Più che una ribalta di principio, il progetto si caratterizza come un approccio pragmatico: decisioni tattiche orientate al risultato immediato, gestione della rosa più rigorosa e priorità nette su competizioni e sedute di allenamento al Centro Tecnico di Castel Volturno. Sul campo si tratta di tradurre questo pragmatismo in equilibri concreti, nella scelta degli undici e nelle rotazioni, specie in vista degli impegni serrati tra Serie A, Coppa Italia e le competizioni UEFA di riferimento.
Per i tifosi — Curva A e Curva B in primis — la novità non è solo semantica. L’idea di Allegri punta a limitare sperimentazioni estetiche a favore di soluzioni che producano punti e sicurezza difensiva. È una strategia che può essere ben accolta se i risultati al Stadio Diego Armando Maradona dovessero arrivare, ma che richiederà tempo per diventare un’identità riconoscibile: pragmatismo non significa assenza di gioco, ma priorità differenziate nel breve periodo.
Il progetto implica anche un diverso rapporto con la gestione degli effettivi: chi non rende o non si adatta ai compiti richiesti rischia di trovare meno spazio, mentre giocatori duttili e pronti a sacrificarsi per lo schema avranno valore aggiunto.
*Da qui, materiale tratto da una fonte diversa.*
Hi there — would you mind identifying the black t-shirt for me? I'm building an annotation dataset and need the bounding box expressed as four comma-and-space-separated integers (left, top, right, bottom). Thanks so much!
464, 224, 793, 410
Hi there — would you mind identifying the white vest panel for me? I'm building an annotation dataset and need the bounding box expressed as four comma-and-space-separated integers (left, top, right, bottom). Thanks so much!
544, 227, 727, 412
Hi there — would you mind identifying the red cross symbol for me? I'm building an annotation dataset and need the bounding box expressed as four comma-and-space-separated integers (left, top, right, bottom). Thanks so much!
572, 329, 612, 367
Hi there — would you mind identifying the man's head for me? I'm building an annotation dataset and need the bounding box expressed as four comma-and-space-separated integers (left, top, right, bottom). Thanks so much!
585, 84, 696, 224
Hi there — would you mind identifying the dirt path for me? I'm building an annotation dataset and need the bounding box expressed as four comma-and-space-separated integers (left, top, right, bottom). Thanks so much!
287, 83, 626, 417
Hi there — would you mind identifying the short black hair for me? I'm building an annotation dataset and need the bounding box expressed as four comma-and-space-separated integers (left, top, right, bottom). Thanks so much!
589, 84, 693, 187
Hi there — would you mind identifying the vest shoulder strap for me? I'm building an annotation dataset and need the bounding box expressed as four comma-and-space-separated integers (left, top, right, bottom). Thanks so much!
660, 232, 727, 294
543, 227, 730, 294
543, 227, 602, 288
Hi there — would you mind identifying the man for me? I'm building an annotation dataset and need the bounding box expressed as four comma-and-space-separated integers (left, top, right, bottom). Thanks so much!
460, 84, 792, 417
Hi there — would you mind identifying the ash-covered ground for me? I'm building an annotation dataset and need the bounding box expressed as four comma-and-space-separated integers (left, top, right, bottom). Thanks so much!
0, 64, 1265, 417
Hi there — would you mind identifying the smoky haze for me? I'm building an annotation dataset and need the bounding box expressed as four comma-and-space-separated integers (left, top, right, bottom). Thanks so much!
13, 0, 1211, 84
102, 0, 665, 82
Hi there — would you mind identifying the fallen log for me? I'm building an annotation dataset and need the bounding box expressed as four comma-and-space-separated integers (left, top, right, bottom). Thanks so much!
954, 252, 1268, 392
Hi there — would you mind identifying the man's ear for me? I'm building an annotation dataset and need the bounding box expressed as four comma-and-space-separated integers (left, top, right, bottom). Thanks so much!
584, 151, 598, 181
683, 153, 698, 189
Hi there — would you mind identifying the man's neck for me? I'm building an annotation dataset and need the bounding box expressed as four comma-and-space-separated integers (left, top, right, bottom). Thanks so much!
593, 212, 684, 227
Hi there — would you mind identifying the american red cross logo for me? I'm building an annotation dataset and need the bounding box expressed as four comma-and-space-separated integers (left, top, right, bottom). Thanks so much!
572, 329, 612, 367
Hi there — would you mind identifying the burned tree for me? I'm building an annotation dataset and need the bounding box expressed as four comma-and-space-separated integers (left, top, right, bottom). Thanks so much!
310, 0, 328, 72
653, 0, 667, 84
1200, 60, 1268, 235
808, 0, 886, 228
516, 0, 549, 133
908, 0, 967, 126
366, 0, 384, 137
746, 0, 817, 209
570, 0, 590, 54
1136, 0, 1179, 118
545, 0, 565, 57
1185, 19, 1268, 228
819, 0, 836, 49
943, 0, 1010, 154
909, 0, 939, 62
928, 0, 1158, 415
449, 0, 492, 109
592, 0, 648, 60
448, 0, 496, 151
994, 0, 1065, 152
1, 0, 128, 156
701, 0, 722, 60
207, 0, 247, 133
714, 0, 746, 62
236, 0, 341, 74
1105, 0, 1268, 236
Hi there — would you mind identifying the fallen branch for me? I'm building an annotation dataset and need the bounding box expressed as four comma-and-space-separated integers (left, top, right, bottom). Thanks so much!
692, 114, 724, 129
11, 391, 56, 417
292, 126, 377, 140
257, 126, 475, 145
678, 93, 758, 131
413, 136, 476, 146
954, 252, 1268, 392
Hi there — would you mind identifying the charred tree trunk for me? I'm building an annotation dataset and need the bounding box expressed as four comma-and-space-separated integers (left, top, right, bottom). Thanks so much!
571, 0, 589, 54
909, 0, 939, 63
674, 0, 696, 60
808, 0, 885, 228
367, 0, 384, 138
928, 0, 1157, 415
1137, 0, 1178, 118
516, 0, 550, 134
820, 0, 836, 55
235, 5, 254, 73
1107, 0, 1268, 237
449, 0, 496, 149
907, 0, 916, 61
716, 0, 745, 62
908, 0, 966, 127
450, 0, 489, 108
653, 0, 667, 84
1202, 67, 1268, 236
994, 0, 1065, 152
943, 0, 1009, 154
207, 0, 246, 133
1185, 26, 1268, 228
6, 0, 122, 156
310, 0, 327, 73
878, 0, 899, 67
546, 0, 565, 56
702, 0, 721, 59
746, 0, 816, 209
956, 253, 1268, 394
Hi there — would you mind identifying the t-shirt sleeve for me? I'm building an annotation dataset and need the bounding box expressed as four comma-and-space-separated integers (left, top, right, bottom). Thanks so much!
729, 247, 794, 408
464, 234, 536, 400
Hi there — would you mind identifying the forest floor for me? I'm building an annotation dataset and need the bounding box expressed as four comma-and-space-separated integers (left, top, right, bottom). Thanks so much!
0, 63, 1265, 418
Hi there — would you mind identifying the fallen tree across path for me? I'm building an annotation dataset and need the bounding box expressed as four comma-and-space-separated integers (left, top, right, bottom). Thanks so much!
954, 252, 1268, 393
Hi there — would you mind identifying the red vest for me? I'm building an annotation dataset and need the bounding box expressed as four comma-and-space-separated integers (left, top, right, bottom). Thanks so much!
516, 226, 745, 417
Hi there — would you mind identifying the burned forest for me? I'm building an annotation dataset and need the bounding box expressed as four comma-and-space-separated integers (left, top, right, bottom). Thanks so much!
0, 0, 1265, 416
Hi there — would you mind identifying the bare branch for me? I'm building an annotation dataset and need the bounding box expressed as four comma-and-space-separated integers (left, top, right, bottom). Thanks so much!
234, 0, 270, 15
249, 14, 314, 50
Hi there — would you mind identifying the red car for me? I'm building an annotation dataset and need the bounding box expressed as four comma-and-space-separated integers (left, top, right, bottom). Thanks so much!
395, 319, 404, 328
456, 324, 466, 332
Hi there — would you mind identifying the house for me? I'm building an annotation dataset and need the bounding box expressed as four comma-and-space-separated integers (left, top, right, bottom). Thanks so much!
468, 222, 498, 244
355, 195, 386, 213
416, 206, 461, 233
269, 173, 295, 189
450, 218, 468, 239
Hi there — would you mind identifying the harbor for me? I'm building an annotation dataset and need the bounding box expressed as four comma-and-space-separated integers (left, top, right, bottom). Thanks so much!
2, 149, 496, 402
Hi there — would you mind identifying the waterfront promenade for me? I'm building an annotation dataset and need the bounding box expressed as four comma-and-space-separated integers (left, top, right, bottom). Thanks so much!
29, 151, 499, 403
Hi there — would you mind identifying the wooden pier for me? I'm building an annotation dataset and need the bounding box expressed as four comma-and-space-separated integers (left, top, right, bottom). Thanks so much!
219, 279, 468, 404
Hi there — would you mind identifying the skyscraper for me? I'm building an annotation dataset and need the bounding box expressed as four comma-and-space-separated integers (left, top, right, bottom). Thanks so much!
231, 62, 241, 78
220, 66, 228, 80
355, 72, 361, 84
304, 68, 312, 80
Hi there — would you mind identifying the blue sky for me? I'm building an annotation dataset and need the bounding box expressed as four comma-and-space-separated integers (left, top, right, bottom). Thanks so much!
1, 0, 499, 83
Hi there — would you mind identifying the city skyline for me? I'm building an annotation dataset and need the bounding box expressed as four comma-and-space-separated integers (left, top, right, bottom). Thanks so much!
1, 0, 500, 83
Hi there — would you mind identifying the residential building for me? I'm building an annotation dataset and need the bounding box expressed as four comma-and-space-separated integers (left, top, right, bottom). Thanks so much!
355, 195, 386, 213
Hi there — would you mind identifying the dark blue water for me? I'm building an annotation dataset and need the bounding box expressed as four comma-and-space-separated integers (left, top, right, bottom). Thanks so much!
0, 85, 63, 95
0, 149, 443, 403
Questo tipo di selezione operativa evidenzia la distanza rispetto a un modello che poteva concedere più tempo per l’affinamento individuale sotto la gestione precedente.
La prova del nove arriverà nelle prossime settimane, quando il calendario metterà sotto pressione Gli Azzurri: le scelte tattiche e la continuità di rendimento al Stadio Diego Armando Maradona saranno il metro per giudicare la bontà del progetto. Per ora, al Centro Tecnico di Castel Volturno si respira voglia di concretezza: Allegri ha piazzato un segnale politico e tecnico, e ora toccherà alla squadra trasformarlo in punti.